Nothing in the article discusses a parser or anything like a parser bug.
The article doesn't like that the semantics of the user-facing API wrapped around the parser is, I guess, "easy to make mistakes with". That's an article about API design, at most. But that's boring and specious and doesn't grab clicks, so they want you to think that Go's parsers are insecure instead.
(This is why the more formal definition of a parser is useful to ground on: a parser is a type of recognizer, and disagreements between recognizers that claim to recognize the same thing can be exploited. This doesn’t require a bug per se, only difference, which is why it’s a footgun.)
This was an explicit decision for convenience, because the Go struct fields will be Capitalized to export them but JSON tends to follow a lower case convention.
Gob is a format made for Go, so it does not have a field naming convention mismatch; what's on wire is the Go convention.
encoding/xml isn't really structured as a "convert between equivalent-shaped structs and a message" utility, its struct tags are more like a query language, like a simpler cousin of XPath. Most real-world code using it does things like
type Person struct {
FirstName string `xml:"name>first"`
LastName string `xml:"name>last"`
}
Where as with JSON there was a clear desire to have {"email": "jdoe@example.com", "name": "John Doe"}
parse with as little noise as possible: type Person struct {
Email string
Name string
}
And it doesn't claim to. The article is titled "footguns" not "bugs". A footgun is just something that is easy to misuse due to unintuitive or unexpected behavior.
Yes it does. The title is literally "Unexpected security footguns in Go's parsers". The article didn't identify a single footgun. This is just bad design.
It's deliberately misleading clickbait. You know it. I know it. We all know it.
If you want to have a considered discussion about pitfalls with the use of automatic serialization paradigms across trust boundaries, I'm here for it. If you just want to flame about Go, get better source material. This one isn't the hill to stand on.
[1] Which, again, has a really first rate serialization story; but not one fundamentally different from any of a zillion others.
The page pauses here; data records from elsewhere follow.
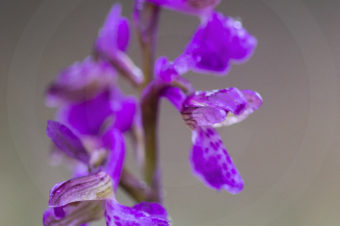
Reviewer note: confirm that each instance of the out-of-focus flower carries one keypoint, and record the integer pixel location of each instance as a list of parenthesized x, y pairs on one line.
[(112, 43), (114, 35), (204, 110), (80, 81), (86, 198), (198, 7), (218, 42), (92, 116)]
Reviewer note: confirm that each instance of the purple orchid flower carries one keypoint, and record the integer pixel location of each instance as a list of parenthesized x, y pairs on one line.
[(89, 197), (112, 42), (204, 110), (93, 116), (218, 42), (80, 81), (197, 7)]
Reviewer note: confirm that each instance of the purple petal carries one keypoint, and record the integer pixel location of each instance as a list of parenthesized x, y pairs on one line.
[(254, 101), (114, 35), (80, 81), (96, 186), (114, 141), (175, 96), (203, 116), (211, 162), (87, 117), (209, 108), (67, 141), (197, 7), (229, 99), (125, 113), (152, 208), (218, 41), (164, 70), (117, 214), (76, 213)]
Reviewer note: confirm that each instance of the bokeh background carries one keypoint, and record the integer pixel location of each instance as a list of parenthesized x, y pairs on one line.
[(288, 151)]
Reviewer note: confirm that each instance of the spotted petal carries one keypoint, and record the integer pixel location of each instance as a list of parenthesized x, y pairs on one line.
[(66, 141), (139, 215), (211, 162), (254, 101), (77, 213), (207, 108), (217, 43)]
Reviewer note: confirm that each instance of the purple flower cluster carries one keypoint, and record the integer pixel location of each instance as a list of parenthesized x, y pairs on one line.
[(94, 115)]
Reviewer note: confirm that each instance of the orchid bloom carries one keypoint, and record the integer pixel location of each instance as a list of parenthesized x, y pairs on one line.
[(89, 197), (94, 115), (218, 42)]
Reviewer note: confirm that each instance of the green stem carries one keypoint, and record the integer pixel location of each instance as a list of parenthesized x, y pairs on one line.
[(137, 190)]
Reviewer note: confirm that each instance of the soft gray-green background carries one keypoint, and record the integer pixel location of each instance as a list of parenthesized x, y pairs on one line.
[(288, 152)]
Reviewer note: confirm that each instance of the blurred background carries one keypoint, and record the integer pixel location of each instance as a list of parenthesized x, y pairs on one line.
[(287, 152)]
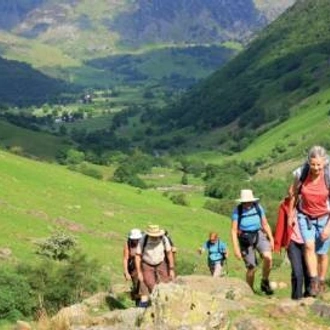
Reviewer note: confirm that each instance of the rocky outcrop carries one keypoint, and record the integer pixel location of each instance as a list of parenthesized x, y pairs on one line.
[(199, 303)]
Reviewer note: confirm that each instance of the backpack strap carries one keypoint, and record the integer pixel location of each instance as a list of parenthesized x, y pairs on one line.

Cooking data from untrusted sources is just plain hard, and not something that anyone (much less the author of this awful blog post) is going to solve with a serialization API.
> In our opinion, this is the most critical pitfall of Go’s JSON parser because it differs from the default parsers for JavaScript, Python, Rust, Ruby, Java, and all other parsers we tested.
It would be kind of difficult to argue that this is not about Go.
Don't get me wrong, I love Go just as much as the next person, but this article definitely lays bare some issues with serialization specific to Go.
It was a bad design choice to allow JSON keys with different capitalisation and to serialise all public struct members by default.
These decisions can easily result in the creation of an insecure system.
This isn’t intended to be a ding against Go; it’s a universal problem across programming languages (otherwise there’d be no differentials at all). But they’re worth noting, and I think the post amply demonstrates their security relevance.
The security failure is not the parsing library, but failing to model your application architecture properly.